With Evans’ super soldier the last remaining remnant of
America’s “greatest generation”, he must adjust to how politics and ideology
have changed in the next millennium. But how does one do that when alliances and
agendas are constantly changing? It’s hard enough to fit in when you hot wire
cars to “borrow” them, and insist people take their feet off of the dashboard- you're the last of a dying breed. Even watching Evans interact with an old friend, racked with age appropriate dementia/Parkinson’s-like
symptoms, makes him a lot more sympathetic than most movies of this nature.
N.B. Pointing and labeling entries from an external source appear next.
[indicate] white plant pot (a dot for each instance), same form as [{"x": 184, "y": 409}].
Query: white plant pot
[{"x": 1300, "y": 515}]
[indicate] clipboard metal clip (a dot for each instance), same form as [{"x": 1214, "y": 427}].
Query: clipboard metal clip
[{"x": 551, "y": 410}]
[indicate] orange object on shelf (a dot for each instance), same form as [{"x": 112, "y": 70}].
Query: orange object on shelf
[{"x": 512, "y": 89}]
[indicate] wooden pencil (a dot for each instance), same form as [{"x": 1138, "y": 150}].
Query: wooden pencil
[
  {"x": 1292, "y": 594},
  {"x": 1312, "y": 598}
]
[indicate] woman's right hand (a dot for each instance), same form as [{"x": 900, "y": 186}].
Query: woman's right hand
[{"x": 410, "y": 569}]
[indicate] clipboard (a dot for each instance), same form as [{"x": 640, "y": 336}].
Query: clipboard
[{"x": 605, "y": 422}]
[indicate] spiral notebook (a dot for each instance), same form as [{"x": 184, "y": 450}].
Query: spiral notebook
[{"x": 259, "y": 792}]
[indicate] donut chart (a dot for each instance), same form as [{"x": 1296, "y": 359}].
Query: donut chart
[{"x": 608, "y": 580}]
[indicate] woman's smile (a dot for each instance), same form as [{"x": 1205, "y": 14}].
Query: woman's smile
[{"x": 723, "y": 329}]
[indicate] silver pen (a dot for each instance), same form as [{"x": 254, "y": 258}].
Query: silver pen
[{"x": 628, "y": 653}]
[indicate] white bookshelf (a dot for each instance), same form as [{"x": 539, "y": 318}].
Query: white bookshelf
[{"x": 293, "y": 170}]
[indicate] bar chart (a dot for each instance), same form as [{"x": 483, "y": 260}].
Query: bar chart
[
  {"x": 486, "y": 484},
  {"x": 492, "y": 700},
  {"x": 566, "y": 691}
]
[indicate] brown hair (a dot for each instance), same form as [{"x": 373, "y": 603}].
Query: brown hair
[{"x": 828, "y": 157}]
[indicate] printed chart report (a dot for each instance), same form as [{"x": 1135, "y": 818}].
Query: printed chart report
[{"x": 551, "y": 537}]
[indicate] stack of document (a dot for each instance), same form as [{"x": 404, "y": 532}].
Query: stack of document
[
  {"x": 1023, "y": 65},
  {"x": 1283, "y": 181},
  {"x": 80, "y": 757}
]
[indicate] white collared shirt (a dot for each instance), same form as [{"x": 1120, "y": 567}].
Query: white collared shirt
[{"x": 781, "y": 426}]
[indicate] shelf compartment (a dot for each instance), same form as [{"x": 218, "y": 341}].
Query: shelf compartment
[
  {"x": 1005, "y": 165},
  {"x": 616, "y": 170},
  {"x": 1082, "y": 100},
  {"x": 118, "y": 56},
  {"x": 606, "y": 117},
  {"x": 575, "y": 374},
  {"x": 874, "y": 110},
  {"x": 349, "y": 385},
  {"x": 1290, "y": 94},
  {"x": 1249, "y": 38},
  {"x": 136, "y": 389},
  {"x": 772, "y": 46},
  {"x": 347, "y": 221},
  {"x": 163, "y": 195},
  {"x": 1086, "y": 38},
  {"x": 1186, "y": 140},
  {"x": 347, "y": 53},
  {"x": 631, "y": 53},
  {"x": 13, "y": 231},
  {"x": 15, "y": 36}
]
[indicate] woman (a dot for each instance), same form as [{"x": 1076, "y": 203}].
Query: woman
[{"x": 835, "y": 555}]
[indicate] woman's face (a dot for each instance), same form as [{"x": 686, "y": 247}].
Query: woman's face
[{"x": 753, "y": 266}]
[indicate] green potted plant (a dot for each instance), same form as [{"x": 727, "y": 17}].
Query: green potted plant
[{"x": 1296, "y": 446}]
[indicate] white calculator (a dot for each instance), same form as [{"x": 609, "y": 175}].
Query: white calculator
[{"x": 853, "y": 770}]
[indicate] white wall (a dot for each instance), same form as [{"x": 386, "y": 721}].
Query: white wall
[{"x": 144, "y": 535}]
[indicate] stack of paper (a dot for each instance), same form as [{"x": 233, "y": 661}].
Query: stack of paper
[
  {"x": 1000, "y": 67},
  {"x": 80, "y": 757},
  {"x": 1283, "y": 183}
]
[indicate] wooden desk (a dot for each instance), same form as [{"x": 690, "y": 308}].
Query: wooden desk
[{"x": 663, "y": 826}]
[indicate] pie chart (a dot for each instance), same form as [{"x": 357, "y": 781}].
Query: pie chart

Assuming he figures out why, just whom is he fighting for?
As an antagonist, Robert Redford’s character is more
relevant today than ever, a powerful shadow figure who wants to tear the past down
to make room for something else. Rooted in ideology that refuses to account for
messy business like democracy and freedom, his teflon coated chicanery just could
have more endurance than the super powered Evans.
But when the paranoia and isolated journeys of writers
Christopher Markus and Stephen McFeely aren’t being felt, the Russo brothers
prove themselves adept at punching together fight scenes. In particular, the
elevator disagreement may be the best cramped space-fight scene ever made- even
if Cap’s shield isn’t much of a parachute.
While the logistics of Floating Battleships that target
civilian populations betrays the intelligence and immersion of its world building,
Winter Soldier plays out more like, Bourne Identity, than say, Superman- and is the better for it. It
creates a world full of enhanced humans, and then plunks them here on earth,
where super powers blur with super fears, and bravery is matched ably by paranoia and cowardice. Unless we’re talking about stunt doubles.